Research names and shames corporate profiteers
Excess returns are among the key factors contributing to global consumer price rises, a study has found
Big businesses fueled inflation in 2022 by passing on greater cost increases than needed to protect their margins, according to a new report by the IPPR and Common Wealth think tanks.
Issued earlier this week, the joint study found that nominal business profits were on average 30% higher at the end of 2022 than at the end of 2019.
Big firms made inflation “peak higher and remain more persistent,” particularly within the oil and gas, food production, and commodities sectors, researchers said.

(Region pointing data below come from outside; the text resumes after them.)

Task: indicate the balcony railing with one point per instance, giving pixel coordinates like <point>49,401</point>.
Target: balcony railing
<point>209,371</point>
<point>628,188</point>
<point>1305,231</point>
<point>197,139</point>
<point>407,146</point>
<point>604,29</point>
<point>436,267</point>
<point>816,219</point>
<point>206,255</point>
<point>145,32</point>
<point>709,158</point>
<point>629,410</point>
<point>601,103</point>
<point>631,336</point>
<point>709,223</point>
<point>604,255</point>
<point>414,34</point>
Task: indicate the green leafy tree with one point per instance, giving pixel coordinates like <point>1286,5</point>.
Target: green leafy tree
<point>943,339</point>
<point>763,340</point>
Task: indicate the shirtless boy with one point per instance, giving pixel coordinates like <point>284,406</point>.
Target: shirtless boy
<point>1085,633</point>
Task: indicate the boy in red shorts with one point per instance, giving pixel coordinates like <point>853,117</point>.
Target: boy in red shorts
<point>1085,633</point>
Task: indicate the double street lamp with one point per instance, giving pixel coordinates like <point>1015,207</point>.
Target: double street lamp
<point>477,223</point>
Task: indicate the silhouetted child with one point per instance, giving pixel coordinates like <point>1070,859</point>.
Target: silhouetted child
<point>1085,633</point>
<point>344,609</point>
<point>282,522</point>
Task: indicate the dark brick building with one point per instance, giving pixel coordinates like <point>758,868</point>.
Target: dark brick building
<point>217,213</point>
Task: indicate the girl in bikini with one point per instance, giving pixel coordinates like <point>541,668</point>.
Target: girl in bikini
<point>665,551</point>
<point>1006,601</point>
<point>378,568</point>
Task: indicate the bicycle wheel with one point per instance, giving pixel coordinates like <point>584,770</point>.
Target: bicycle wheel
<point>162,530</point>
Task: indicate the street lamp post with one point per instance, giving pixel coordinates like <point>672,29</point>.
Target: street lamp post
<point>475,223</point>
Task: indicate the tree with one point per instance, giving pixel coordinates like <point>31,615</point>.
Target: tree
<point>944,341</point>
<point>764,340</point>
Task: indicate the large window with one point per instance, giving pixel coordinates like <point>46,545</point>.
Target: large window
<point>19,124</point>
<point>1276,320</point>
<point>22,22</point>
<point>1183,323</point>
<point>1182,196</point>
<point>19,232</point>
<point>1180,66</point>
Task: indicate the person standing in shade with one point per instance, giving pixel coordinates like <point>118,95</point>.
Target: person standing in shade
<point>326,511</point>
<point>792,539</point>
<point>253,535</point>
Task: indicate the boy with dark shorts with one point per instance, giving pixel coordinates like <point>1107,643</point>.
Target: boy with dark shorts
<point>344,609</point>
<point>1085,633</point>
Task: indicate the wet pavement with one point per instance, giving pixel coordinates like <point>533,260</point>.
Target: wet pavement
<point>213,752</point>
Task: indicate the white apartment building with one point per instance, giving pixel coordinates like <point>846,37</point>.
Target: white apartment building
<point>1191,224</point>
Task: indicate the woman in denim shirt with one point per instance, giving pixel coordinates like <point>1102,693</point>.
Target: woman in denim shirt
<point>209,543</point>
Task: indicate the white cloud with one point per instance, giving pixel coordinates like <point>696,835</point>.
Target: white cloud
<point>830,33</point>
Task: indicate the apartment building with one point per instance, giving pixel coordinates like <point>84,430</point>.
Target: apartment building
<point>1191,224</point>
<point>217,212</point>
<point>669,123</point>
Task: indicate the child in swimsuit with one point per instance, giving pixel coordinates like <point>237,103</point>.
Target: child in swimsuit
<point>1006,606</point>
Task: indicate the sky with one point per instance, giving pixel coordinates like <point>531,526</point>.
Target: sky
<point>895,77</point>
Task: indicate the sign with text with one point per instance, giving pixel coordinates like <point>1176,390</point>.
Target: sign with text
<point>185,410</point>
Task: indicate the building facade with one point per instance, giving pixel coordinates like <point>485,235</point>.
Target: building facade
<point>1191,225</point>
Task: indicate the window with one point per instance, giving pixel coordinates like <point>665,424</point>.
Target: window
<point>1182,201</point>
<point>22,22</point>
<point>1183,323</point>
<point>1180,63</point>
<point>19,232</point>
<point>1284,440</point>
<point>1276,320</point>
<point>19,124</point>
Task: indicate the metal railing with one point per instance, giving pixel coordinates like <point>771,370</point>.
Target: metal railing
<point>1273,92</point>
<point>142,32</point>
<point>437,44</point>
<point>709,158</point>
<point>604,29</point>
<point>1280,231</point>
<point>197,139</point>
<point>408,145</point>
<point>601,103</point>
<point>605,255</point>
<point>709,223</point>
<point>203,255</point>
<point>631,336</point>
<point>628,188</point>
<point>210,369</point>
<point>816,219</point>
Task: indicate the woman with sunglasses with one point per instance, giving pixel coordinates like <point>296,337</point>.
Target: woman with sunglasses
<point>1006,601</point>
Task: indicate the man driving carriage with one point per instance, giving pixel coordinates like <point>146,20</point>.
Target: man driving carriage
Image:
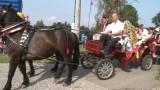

“We argue that market power by some corporations and in some sectors – including temporary market power emerging in the aftermath of the pandemic – amplified inflation.”
The report noted that this does not necessarily mean that overall profit margins have risen, but it does mean that higher prices have been shouldered by consumers.
“Companies with (temporary) market power seemed to be able to protect their margins or even reap ‘excess profits’, setting prices higher than would be socially and economically beneficial,” the researchers wrote.
Excessive profits were even larger in the US, where many important sectors of the economy are dominated by a number of powerful corporations, the report indicated.
“Because energy and food prices feed so significantly into costs across all sectors of the wider economy, this exacerbated the initial price shock – contributing to inflation peaking higher and lasting longer than had there been less market power,” the report concluded.
The researchers analyzed financial reports from 1,350 companies listed in the UK, US, Germany, Brazil, and South Africa. They identified Shell, ExxonMobil, Glencore, and Kraft Heinz as among the companies that increased their profits most from the pre-pandemic average.